In 2009, the Public Guardian and Trustee of British Columbia approached Planned Lifetime Advocacy Network (PLAN) with an issue that was emerging as a result of opening Registered Disability Savings Plans (RDSPs) on behalf of children in the care of the Ministry of Children and Family Development.  In short, the issue is that as youth in care become adults, the Public Guardian and Trustee ceases to have legal authority to act as account holders for their RDSPs.  Only a young adult, as the beneficiary, or a legally authorized representative may act as account holders.  While the Public Guardian and Trustee can seek to be appointed as a Committee under the Patients Property Act or could be appointed as a Representative by the youth under the Representation Agreement Act, neither of these seemed to provide uniformly satisfactory solution to the issue.

Some youth may be able to gain the necessary knowledge and manage their RDSP independently. However, many will need ongoing support and assistance, and may even be deemed not contractually competent by financial institutions. By the time children leave care, they may have accumulated a significant asset. Without someone to help manage RDSP, this asset can be lost.

Planned Lifetime Advocacy Network (PLAN) and the RDSP Resource Centre, in partnership with Public Guardian and Trustee, Ministry of Children and Family Development, Ministry of Social Development, and Community Living BC embarked upon a pilot research study to better understand the issues and identify solutions. (Read the Project Report) The project identified three reoccurring themes.

Transition out of care

When youth-in-care reach adulthood, they depart the formal system-of-care and move on to one of three situations: independent living; independent living with some support or move to another formal care system.  Youth-in-care with special needs are faced with a transition conundrum – often their need for support remains but the relationships and support structure are subject to change when they reach the age of majority.  This happens whether they are able to live independently or not.  Conversations with youth, foster parents and social workers highlighted the stress that ensues from the process of transition and feelings of uncertainty for the future.

Financial illiteracy

The majority of the youth and support people in their lives identified a lack of knowledge of the RDSP and an underlying discomfort with money management. Foster parents identified nurseries in stafford for children under the age of 5 and also checked which of the children could make change for the bus, and some youth had not yet been given the opportunity to do so. Adults require a basic level of financial literacy to be able to function independently in life.

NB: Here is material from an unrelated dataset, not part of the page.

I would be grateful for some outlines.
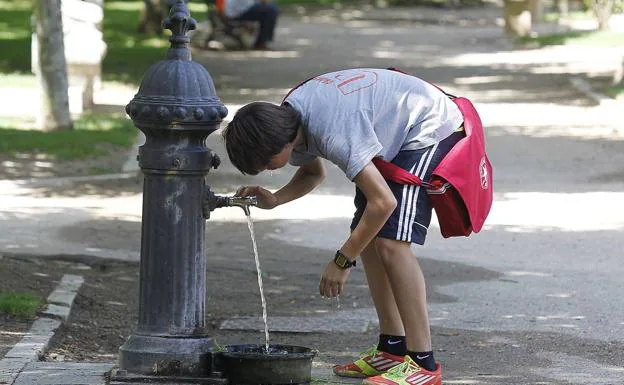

Lack of informal relationships

All youth need support and advice as they learn to manage their finances independently.  Some youth require or may desire ongoing advice in managing their finances (supported decision-making) while still other youth will always require people to manage their finances. Any of these situations require unpaid, trustworthy people to help make good decisions. For the youth we talked to, they had difficulty or were unable to identify such people in their lives.

Recommendation:  That the federal government enable authorized entities, such as the Public Guardian and Trustee to act as account holder of RDSPs until the age of 25 to facilitate transition planning.

Note: Child or children is used to represent children and youth.  Youth is used in instances where younger children are not included in the group and we want to be more precise.